Uninsured Americans under age 65 are the least vaccinated demographic group in the country, according to a November 2021 survey from the Kaiser Family Foundation. That survey found that just 56 percent of uninsured Americans under 65 had received at least one dose of the vaccine; among Republicans, the rate was 59 percent. Vaccination rates are also low for rural Americans and those without college degrees.
Lower-income Americans are often essential workers, putting them at particular risk of catching the coronavirus. Testing barriers don’t help either, said Katelyn Jetelina, a professor of epidemiology at the University of Texas Health Science Center at Houston and author of the newsletter Your Local Epidemiologist. “Those with really public facing jobs,” she said, are also “those that can’t stand in line for hours to go get a test in New York City.”
“Because [these workers] can’t get access to testing, they don’t know if they’re a case,” she said. “They end up at the hospital later than they should. And then they die at higher rates.”
Service workers who contract COVID-19 in high numbers have an outsized impact on their communities, even if their cases don’t lead to severe symptoms. Such impacts can range from Christmas flight cancelations, to subway closures, to declines in restaurant service. Omicron is also hitting hospitals across the country so profoundly that some facilities are asking COVID-19-positive employees to come back to work — emboldened by recent CDC guidance.
Cases among children also have immense ripple effects. Since November, all children ages five and up have been eligible for vaccination. But less than one-third of children ages five to 11 have received at least one vaccine dose so far, as of Jan. 12. While the risk of severe COVID-19 symptoms is much lower for children than for other age groups, a single student getting sick can lead to learning loss, missed work for caretakers and further consequences for hundreds of other children, family members, and school staff.
According to Burbio’s school opening tracker, about 5,400 schools either switched from in-person to remote instruction or closed entirely during the week of Jan. 3 due to the pandemic. That’s 90 percent higher than the previous record number of school disruptions, set in November 2021.
One way we might be able to see hidden hot spots is by looking at data on COVID-19 cases by occupation — which the U.S. government does not collect. The federal government has never reported comprehensive statistics on COVID-19 cases in schools, for example. That leaves surveys and independent research projects to fill the information gaps.
Still, the toolkit for addressing omicron hot spots is the same as it has been throughout the pandemic, Raifman said. New federal requirements for vaccinations, masks, testing and ventilation would help protect the people most vulnerable to severe symptoms while also reducing case numbers in settings that can shut down society.
“Federal guidance on mask mandates tomorrow would likely reduce deaths by tens of thousands,” Raifman said. “The perfect doesn’t need to be the enemy of the good, you don’t need every state to pass it.
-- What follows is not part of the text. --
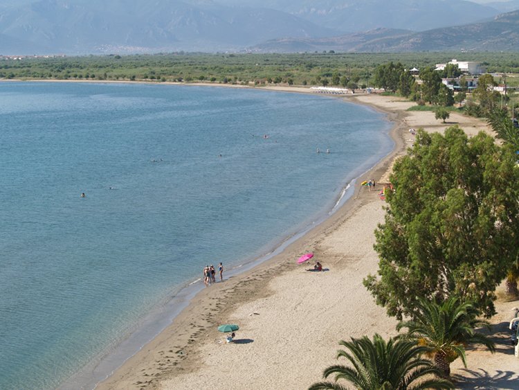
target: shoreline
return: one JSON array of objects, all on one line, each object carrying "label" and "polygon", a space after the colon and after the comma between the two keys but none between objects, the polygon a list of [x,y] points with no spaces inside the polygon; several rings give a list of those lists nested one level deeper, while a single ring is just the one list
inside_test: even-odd
[{"label": "shoreline", "polygon": [[[208,86],[205,84],[197,83],[194,85],[197,86]],[[219,87],[219,85],[214,85],[214,87]],[[244,87],[244,86],[233,86],[233,85],[221,85],[222,87]],[[302,90],[298,87],[282,87],[277,88],[260,88],[255,87],[255,89],[270,90],[272,91],[284,91],[284,92],[295,92],[295,93],[304,93],[304,94],[313,94],[313,92],[309,90]],[[360,96],[360,95],[357,95]],[[328,231],[329,230],[334,230],[336,228],[337,224],[343,223],[345,219],[347,219],[351,215],[352,212],[354,210],[356,206],[359,204],[362,204],[366,202],[365,188],[358,185],[358,183],[361,182],[365,179],[367,179],[370,177],[375,177],[377,182],[379,181],[381,178],[383,178],[386,175],[389,168],[396,158],[397,156],[401,154],[406,149],[405,140],[399,134],[399,130],[402,130],[403,125],[403,119],[405,116],[405,114],[395,113],[385,111],[380,107],[373,105],[372,104],[367,103],[365,102],[359,101],[356,98],[355,95],[348,96],[334,96],[330,95],[329,97],[334,98],[341,98],[347,102],[358,104],[360,105],[365,105],[374,111],[383,113],[385,115],[385,119],[392,123],[391,129],[389,131],[389,134],[391,139],[394,142],[394,146],[392,150],[386,156],[383,157],[374,166],[372,167],[367,172],[362,174],[356,179],[357,184],[354,185],[354,188],[351,188],[353,193],[348,197],[344,203],[340,205],[336,211],[331,213],[325,220],[321,222],[318,226],[313,227],[306,231],[302,232],[302,236],[297,237],[293,242],[291,242],[291,238],[287,239],[288,242],[286,245],[281,245],[281,253],[277,254],[275,254],[277,251],[274,251],[270,256],[266,260],[261,261],[260,259],[257,259],[255,261],[252,262],[256,263],[253,265],[251,269],[244,270],[240,272],[238,275],[231,276],[225,281],[224,283],[217,283],[216,285],[212,286],[210,289],[202,289],[201,291],[197,292],[194,296],[192,296],[190,301],[188,303],[187,306],[185,307],[181,312],[173,319],[172,322],[167,326],[161,333],[156,335],[152,340],[148,344],[143,346],[143,347],[137,352],[135,355],[129,357],[122,366],[116,369],[111,375],[109,375],[105,380],[97,384],[96,389],[122,389],[128,388],[129,387],[135,386],[144,386],[144,384],[147,382],[148,385],[151,385],[150,388],[155,388],[157,386],[157,382],[160,382],[160,380],[163,379],[162,375],[157,375],[156,373],[153,375],[147,373],[143,374],[143,377],[152,377],[151,381],[147,380],[136,380],[134,383],[130,383],[130,379],[132,373],[134,371],[136,366],[143,366],[146,365],[147,362],[151,362],[151,360],[149,358],[150,353],[156,355],[153,357],[154,361],[157,363],[156,369],[160,373],[161,371],[167,371],[165,369],[164,366],[169,366],[171,368],[175,367],[179,369],[179,372],[185,371],[185,368],[183,366],[189,366],[190,362],[192,362],[194,358],[196,358],[197,352],[194,351],[192,347],[196,346],[197,342],[203,340],[205,330],[207,328],[215,327],[215,319],[210,318],[210,316],[204,317],[204,312],[214,310],[210,308],[210,306],[212,305],[212,303],[210,302],[211,299],[214,299],[212,296],[218,296],[219,297],[219,301],[215,306],[219,310],[223,310],[224,306],[235,307],[239,303],[244,301],[243,296],[241,296],[239,292],[235,292],[235,290],[241,290],[244,285],[247,285],[251,282],[249,281],[260,281],[258,284],[262,284],[262,282],[268,281],[269,278],[273,274],[275,274],[276,277],[282,276],[286,272],[292,270],[293,267],[291,263],[280,263],[280,259],[284,257],[286,257],[288,254],[293,253],[293,255],[289,255],[289,257],[293,258],[293,256],[296,255],[296,253],[300,253],[302,247],[307,247],[305,242],[310,240],[316,240],[317,237],[322,236],[323,232]],[[373,191],[370,195],[374,195],[378,191]],[[376,200],[378,200],[378,199]],[[381,202],[378,200],[379,202]],[[283,248],[283,247],[285,247]],[[310,249],[309,249],[310,250]],[[293,262],[292,262],[293,263]],[[259,279],[254,278],[253,275],[259,274]],[[248,290],[249,287],[246,287]],[[255,290],[263,290],[263,286],[257,286]],[[267,293],[268,294],[268,293]],[[223,303],[222,303],[223,302]],[[181,333],[177,332],[179,329],[185,329],[190,327],[192,327],[194,323],[196,325],[196,331],[189,333]],[[168,349],[167,352],[165,351],[159,351],[162,348],[165,348],[164,346],[165,342],[171,342],[170,344],[174,344],[172,346],[175,351],[173,349]],[[158,357],[156,354],[159,355],[174,355],[174,357],[170,356],[165,360],[165,362],[161,362],[160,360],[156,360],[156,358]],[[186,357],[189,356],[190,359],[186,362]],[[160,359],[160,357],[159,357]],[[126,372],[125,372],[126,371]],[[159,381],[156,380],[159,379]],[[140,382],[140,383],[139,383]]]},{"label": "shoreline", "polygon": [[[432,112],[405,112],[412,103],[399,98],[350,98],[386,112],[394,123],[393,151],[360,181],[370,177],[379,183],[388,177],[394,159],[413,142],[408,127],[441,132],[453,124],[438,123]],[[456,114],[451,120],[469,136],[490,131],[479,119]],[[340,339],[396,335],[396,320],[375,305],[362,285],[378,268],[373,231],[383,222],[385,211],[377,193],[356,186],[354,195],[336,213],[281,254],[199,293],[167,329],[98,388],[307,388],[321,378],[326,366],[337,364]],[[330,271],[309,273],[305,265],[295,265],[298,256],[309,251]],[[473,371],[464,369],[459,360],[453,364],[453,374],[464,382],[462,388],[484,381],[489,387],[502,381],[502,388],[510,388],[514,375],[519,380],[508,334],[502,332],[513,305],[516,301],[499,302],[498,315],[493,319],[495,332],[500,332],[496,343],[506,355],[471,351],[467,360],[470,369],[477,368]],[[216,330],[224,323],[239,324],[235,343],[226,344]],[[502,375],[504,370],[509,371]]]},{"label": "shoreline", "polygon": [[[32,82],[33,81],[36,82],[54,82],[55,80],[7,80],[7,81],[15,81],[15,82],[20,82],[20,81],[25,81],[26,82]],[[83,83],[91,83],[91,80],[57,80],[59,82],[83,82]],[[107,82],[105,80],[95,80],[93,82],[97,83],[107,83]],[[122,81],[122,82],[116,82],[116,83],[122,83],[122,84],[131,84],[131,82],[137,82],[138,84],[142,84],[140,82],[127,82],[127,81]],[[158,83],[147,83],[143,82],[145,84],[150,84],[150,85],[155,85]],[[237,87],[237,88],[248,88],[248,89],[258,89],[257,87],[249,87],[246,86],[239,86],[239,85],[206,85],[203,83],[192,83],[189,85],[185,85],[183,83],[160,83],[160,84],[164,84],[164,85],[192,85],[194,87],[207,87],[207,86],[212,86],[212,87]],[[300,93],[300,94],[313,94],[314,93],[311,91],[306,89],[306,88],[298,88],[298,87],[280,87],[280,88],[267,88],[267,89],[263,89],[260,88],[260,89],[264,89],[266,91],[269,91],[271,92],[286,92],[286,93]],[[328,98],[340,98],[343,100],[345,100],[348,103],[354,103],[351,102],[347,99],[344,99],[343,96],[336,96],[336,95],[322,95],[319,94],[320,96],[322,97],[328,97]],[[380,112],[380,110],[377,110],[374,109],[373,107],[372,107],[370,105],[363,105],[370,107],[371,109],[373,109],[373,111],[377,111]],[[385,131],[388,131],[388,132],[390,131],[388,130],[389,128],[386,127]],[[392,153],[392,151],[390,152],[388,155],[390,155],[391,153]],[[383,157],[383,159],[388,158],[388,155]],[[378,165],[379,163],[377,163],[376,165]],[[372,170],[373,167],[370,168],[368,172],[370,172]],[[337,212],[339,212],[341,207],[343,206],[343,204],[348,201],[349,198],[354,196],[354,194],[353,193],[355,190],[354,188],[354,182],[356,180],[357,182],[359,182],[358,179],[363,177],[366,174],[363,174],[362,176],[359,176],[358,177],[354,178],[352,181],[349,183],[345,183],[344,186],[341,189],[341,191],[337,194],[337,197],[336,198],[335,201],[334,201],[333,206],[329,210],[325,210],[322,215],[320,217],[318,220],[316,220],[314,222],[315,224],[320,224],[323,222],[323,220],[326,220],[329,219],[330,217],[330,214],[336,213]],[[351,188],[348,188],[351,185]],[[343,192],[344,191],[344,193]],[[344,200],[343,200],[343,198],[344,198]],[[257,269],[258,267],[261,266],[262,264],[263,264],[265,261],[268,261],[270,258],[272,258],[273,256],[276,256],[279,254],[280,251],[284,250],[285,247],[291,245],[293,241],[295,240],[299,239],[302,236],[308,233],[309,230],[313,229],[314,228],[311,227],[311,226],[309,226],[305,227],[303,230],[298,231],[295,233],[293,236],[287,236],[285,239],[284,239],[282,241],[280,241],[280,243],[276,245],[275,247],[274,247],[273,249],[273,250],[271,251],[270,253],[268,253],[265,255],[262,255],[260,257],[255,258],[252,260],[248,260],[247,263],[245,263],[244,264],[233,267],[232,268],[231,272],[233,272],[234,274],[237,274],[237,276],[241,276],[243,274],[244,272],[254,272],[253,269],[250,269],[251,268],[254,268],[255,269]],[[229,270],[228,269],[226,272],[227,275],[230,274],[229,272]],[[233,278],[235,276],[233,276]],[[67,380],[66,380],[60,386],[60,389],[76,389],[78,388],[78,387],[80,387],[80,388],[82,389],[89,389],[89,388],[93,388],[95,386],[99,385],[100,380],[106,380],[107,379],[110,378],[110,375],[108,377],[106,376],[106,373],[109,372],[109,370],[111,371],[112,373],[114,371],[117,371],[118,367],[119,367],[121,364],[120,362],[122,362],[122,364],[124,365],[125,362],[126,362],[129,359],[130,359],[132,356],[134,356],[136,353],[138,353],[139,351],[140,351],[142,348],[145,348],[145,346],[152,342],[154,338],[159,336],[161,332],[164,331],[164,329],[167,328],[167,326],[170,326],[172,323],[172,320],[174,320],[176,317],[177,317],[181,312],[182,312],[186,306],[188,306],[191,303],[189,303],[189,301],[191,301],[194,297],[200,292],[199,290],[203,290],[203,286],[199,286],[197,285],[197,284],[200,283],[189,283],[185,285],[186,287],[182,287],[179,290],[179,294],[176,294],[173,299],[168,301],[167,303],[165,305],[165,307],[158,308],[156,310],[154,310],[153,313],[150,314],[149,316],[147,316],[142,322],[138,324],[136,327],[136,331],[134,332],[133,333],[130,334],[127,337],[122,339],[122,341],[120,343],[120,344],[116,347],[115,352],[116,354],[113,353],[113,351],[111,351],[108,353],[107,355],[103,355],[102,357],[100,357],[100,361],[97,360],[96,362],[93,362],[93,364],[89,364],[86,366],[86,367],[84,367],[83,369],[82,369],[79,373],[76,373],[75,375],[72,375],[71,377],[69,378]],[[187,291],[186,291],[187,290]],[[181,305],[181,307],[180,308],[174,308],[174,309],[170,310],[169,309],[166,309],[165,308],[169,307],[172,308],[174,305],[173,303],[174,302],[180,302],[180,304]],[[171,314],[170,313],[172,313]],[[164,316],[164,313],[167,312],[167,315]],[[161,316],[161,314],[162,314],[162,317]],[[161,326],[158,325],[158,326],[156,326],[156,324],[153,322],[154,320],[158,320],[162,323],[168,323],[170,325],[163,325]],[[149,326],[152,327],[152,331],[151,332],[144,332],[143,331],[142,325],[145,326]],[[155,329],[157,329],[157,333],[155,333]],[[159,329],[162,329],[162,330],[159,330]],[[136,335],[136,337],[134,338],[135,334]],[[151,339],[150,339],[151,337]],[[139,348],[140,346],[140,348]],[[119,351],[120,350],[120,351]],[[102,364],[103,367],[100,369],[100,365]],[[107,369],[108,368],[108,369]],[[112,371],[113,369],[115,369],[113,371]],[[110,374],[111,375],[111,374]],[[94,380],[92,380],[92,378],[94,378]],[[100,379],[101,378],[101,379]]]},{"label": "shoreline", "polygon": [[[10,80],[6,80],[10,81]],[[33,80],[14,80],[33,82]],[[271,91],[295,92],[302,94],[313,94],[307,88],[279,87],[261,87],[242,85],[211,85],[206,83],[176,83],[176,82],[130,82],[130,81],[109,81],[109,80],[34,80],[39,82],[116,82],[116,83],[145,83],[145,84],[164,84],[170,85],[192,85],[202,87],[221,87],[235,88],[249,88]],[[247,386],[251,389],[300,389],[308,387],[312,382],[320,378],[322,369],[328,365],[336,364],[334,359],[335,351],[337,349],[337,342],[339,339],[347,339],[349,336],[359,337],[364,334],[371,335],[371,333],[378,332],[383,337],[394,335],[396,334],[394,324],[396,321],[385,316],[385,309],[376,307],[371,296],[366,296],[367,293],[362,285],[362,278],[367,276],[367,273],[374,273],[376,271],[378,259],[373,257],[372,253],[364,256],[359,254],[353,254],[354,249],[347,247],[341,247],[340,245],[331,240],[331,237],[338,236],[338,233],[344,234],[345,227],[346,229],[349,229],[349,233],[356,233],[356,231],[361,228],[361,225],[365,224],[363,222],[367,217],[370,219],[369,226],[363,227],[365,229],[361,234],[361,241],[358,242],[358,246],[368,244],[364,247],[365,251],[368,252],[372,248],[370,240],[362,240],[363,237],[372,236],[376,223],[383,222],[383,213],[381,206],[383,202],[378,199],[377,193],[381,189],[380,185],[377,185],[377,190],[367,192],[366,188],[359,186],[358,183],[364,179],[374,178],[379,184],[388,181],[388,173],[390,171],[394,159],[403,154],[407,147],[412,143],[412,137],[407,132],[408,127],[426,128],[426,131],[441,131],[441,129],[453,124],[452,122],[446,125],[440,124],[434,119],[434,113],[413,112],[408,113],[405,112],[405,107],[412,105],[411,103],[406,102],[400,98],[394,96],[381,96],[374,94],[356,94],[353,95],[325,95],[325,96],[334,98],[341,98],[344,100],[362,105],[367,105],[372,109],[382,112],[385,115],[388,121],[392,123],[390,130],[390,135],[395,143],[394,147],[391,152],[383,157],[374,167],[367,172],[361,175],[357,180],[354,188],[352,188],[352,195],[338,209],[329,216],[318,226],[312,228],[309,231],[304,233],[301,237],[298,237],[293,242],[289,242],[286,247],[282,249],[281,253],[274,254],[271,258],[266,261],[257,264],[260,259],[251,262],[253,267],[251,269],[242,272],[239,267],[237,268],[239,274],[233,276],[226,279],[224,283],[217,283],[210,288],[202,289],[201,291],[193,295],[188,295],[185,299],[188,300],[187,305],[181,312],[176,315],[173,321],[158,335],[153,338],[145,345],[143,346],[139,351],[127,358],[125,362],[111,373],[106,379],[97,384],[97,389],[191,389],[191,388],[226,388],[226,389],[242,389]],[[459,121],[456,116],[451,118],[455,121]],[[471,128],[467,129],[464,125],[462,128],[468,133],[475,134],[480,130],[488,130],[486,124],[481,123],[481,121],[473,118],[465,118],[469,123]],[[468,131],[467,131],[468,130]],[[360,220],[358,216],[361,215]],[[373,218],[373,220],[371,218]],[[382,218],[382,219],[381,219]],[[349,227],[347,225],[351,225]],[[361,229],[362,230],[362,229]],[[346,235],[346,239],[349,236]],[[290,241],[290,238],[289,238]],[[262,353],[266,346],[266,352],[270,355],[262,355],[264,360],[270,359],[272,355],[279,354],[286,357],[285,347],[282,346],[285,339],[290,336],[286,333],[284,333],[284,339],[277,339],[274,342],[268,339],[262,339],[263,330],[255,329],[253,328],[254,321],[263,319],[264,314],[267,311],[275,313],[277,316],[283,314],[285,308],[294,309],[301,305],[298,302],[293,305],[289,303],[284,307],[274,307],[272,305],[265,306],[262,305],[264,301],[279,301],[280,297],[288,299],[288,297],[280,290],[276,289],[276,284],[282,286],[282,290],[291,287],[291,280],[297,279],[302,283],[307,281],[301,278],[308,276],[308,273],[302,273],[302,267],[294,264],[294,258],[302,254],[302,252],[312,251],[316,253],[316,257],[322,257],[325,260],[323,266],[331,265],[331,272],[323,273],[316,276],[327,277],[331,276],[332,272],[340,273],[338,276],[339,280],[344,282],[349,282],[352,285],[344,287],[337,285],[338,287],[344,287],[347,291],[347,295],[342,296],[342,299],[347,300],[352,310],[355,312],[353,319],[349,316],[341,313],[341,321],[343,327],[349,329],[349,331],[343,332],[339,334],[336,330],[333,335],[327,335],[321,337],[319,343],[312,344],[312,352],[309,353],[312,356],[318,356],[318,364],[313,362],[315,367],[307,374],[298,375],[297,370],[294,375],[286,375],[286,371],[293,370],[295,367],[290,366],[285,362],[278,362],[277,364],[282,367],[282,372],[274,372],[273,366],[267,364],[270,372],[273,373],[274,382],[264,382],[264,378],[252,377],[244,372],[244,368],[239,366],[240,362],[247,359],[251,355]],[[331,256],[330,256],[331,254]],[[353,260],[352,260],[353,259]],[[361,259],[361,260],[359,260]],[[363,264],[366,260],[366,264]],[[322,260],[321,260],[322,261]],[[257,264],[255,265],[255,263]],[[310,273],[311,274],[311,273]],[[350,276],[352,281],[350,282]],[[326,281],[327,283],[329,281]],[[279,286],[277,286],[279,287]],[[322,290],[322,286],[311,285],[309,289],[311,292],[311,295],[324,296],[325,292]],[[359,290],[359,291],[356,291]],[[361,291],[362,290],[362,291]],[[300,292],[306,294],[306,292]],[[309,293],[310,294],[310,293]],[[294,294],[294,295],[297,295]],[[352,296],[348,296],[351,295]],[[353,297],[353,298],[352,298]],[[334,301],[336,296],[329,296],[325,301]],[[307,296],[308,299],[308,296]],[[340,300],[340,299],[339,299]],[[337,303],[336,302],[335,304]],[[305,301],[306,304],[306,301]],[[256,308],[261,308],[257,309]],[[294,309],[295,310],[295,309]],[[318,305],[313,305],[309,308],[308,312],[304,317],[300,319],[299,322],[303,321],[312,312],[319,310]],[[257,310],[257,312],[256,311]],[[255,313],[259,313],[255,314]],[[329,312],[323,315],[322,319],[314,322],[314,326],[318,326],[322,322],[331,320],[331,314]],[[506,319],[506,315],[504,316]],[[237,333],[238,336],[242,337],[244,334],[251,338],[241,339],[245,342],[237,343],[233,346],[226,346],[221,343],[223,335],[215,331],[216,325],[220,323],[232,322],[234,320],[240,324],[240,330]],[[231,321],[233,320],[233,321]],[[271,322],[275,322],[276,318],[271,318]],[[376,324],[383,322],[385,326],[382,328],[375,326]],[[367,323],[367,325],[365,324]],[[244,323],[244,325],[242,325]],[[264,326],[266,326],[264,323]],[[291,324],[286,324],[286,321],[282,327],[289,328]],[[277,332],[280,324],[268,330],[263,332],[267,335],[272,335],[273,332]],[[318,333],[312,332],[311,327],[302,327],[302,334],[307,335],[310,333],[313,337],[320,337]],[[253,332],[251,329],[253,329]],[[299,331],[299,328],[292,328],[292,332]],[[248,333],[247,333],[248,332]],[[280,332],[281,333],[281,332]],[[306,337],[306,336],[305,336]],[[260,344],[262,343],[262,344]],[[287,345],[292,346],[293,340],[290,340]],[[243,344],[244,345],[239,345]],[[262,351],[255,348],[261,345]],[[325,346],[325,349],[321,346]],[[237,347],[238,349],[236,349]],[[320,353],[314,353],[313,351],[321,348]],[[269,349],[270,348],[270,349]],[[234,351],[233,351],[234,350]],[[230,353],[229,353],[230,351]],[[308,354],[308,353],[307,353]],[[296,353],[300,360],[301,351]],[[312,357],[311,356],[311,357]],[[279,357],[279,356],[278,356]],[[217,360],[212,360],[217,359]],[[225,359],[226,358],[227,360]],[[228,362],[233,358],[238,360],[231,364],[233,369],[229,371],[228,367],[218,367],[217,362]],[[469,356],[468,359],[471,357]],[[278,360],[282,360],[279,359]],[[252,362],[251,362],[252,363]],[[307,362],[309,365],[312,362]],[[255,364],[255,362],[253,364]],[[224,363],[227,365],[227,363]],[[202,370],[201,367],[203,366]],[[251,367],[251,369],[254,369]],[[95,371],[95,369],[94,369]],[[207,372],[206,372],[207,371]],[[218,376],[219,371],[224,373],[223,377]],[[236,371],[234,373],[234,371]],[[259,371],[262,371],[261,369]],[[90,371],[89,371],[90,372]],[[277,375],[277,376],[276,376]],[[306,376],[305,376],[306,375]],[[261,377],[261,375],[260,375]],[[302,378],[299,378],[301,376]],[[210,381],[212,378],[219,378],[215,382],[208,384],[208,380]],[[279,382],[281,377],[288,377],[284,382]],[[75,377],[73,377],[73,378]],[[309,378],[311,380],[309,382]],[[201,379],[200,379],[201,378]],[[276,380],[278,382],[276,382]],[[226,383],[225,381],[228,380]],[[245,382],[240,382],[244,380]],[[294,382],[298,380],[299,382]],[[261,385],[260,384],[260,381]],[[71,384],[69,381],[66,383],[70,388],[77,388]],[[284,383],[280,386],[280,383]],[[206,386],[204,386],[204,384]],[[69,387],[60,387],[69,388]],[[88,387],[83,387],[88,388]]]}]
But you can put in place a mask policy during the surge, and it will reduce transmission and reduce the harms to health care workers and businesses.”
In other words: When you can’t pinpoint specific hot spots, you need broad measures that can impact everyone. That strategy was made harder on Thursday, as an Occupational Safety and Health Administration rule that would have required around 80 million workers to get vaccinated or comply with regular testing was blocked by the Supreme Court. Without this rule, low-income workers will continue to face heightened risk of COVID-19 infection — and their cases will continue to ripple out.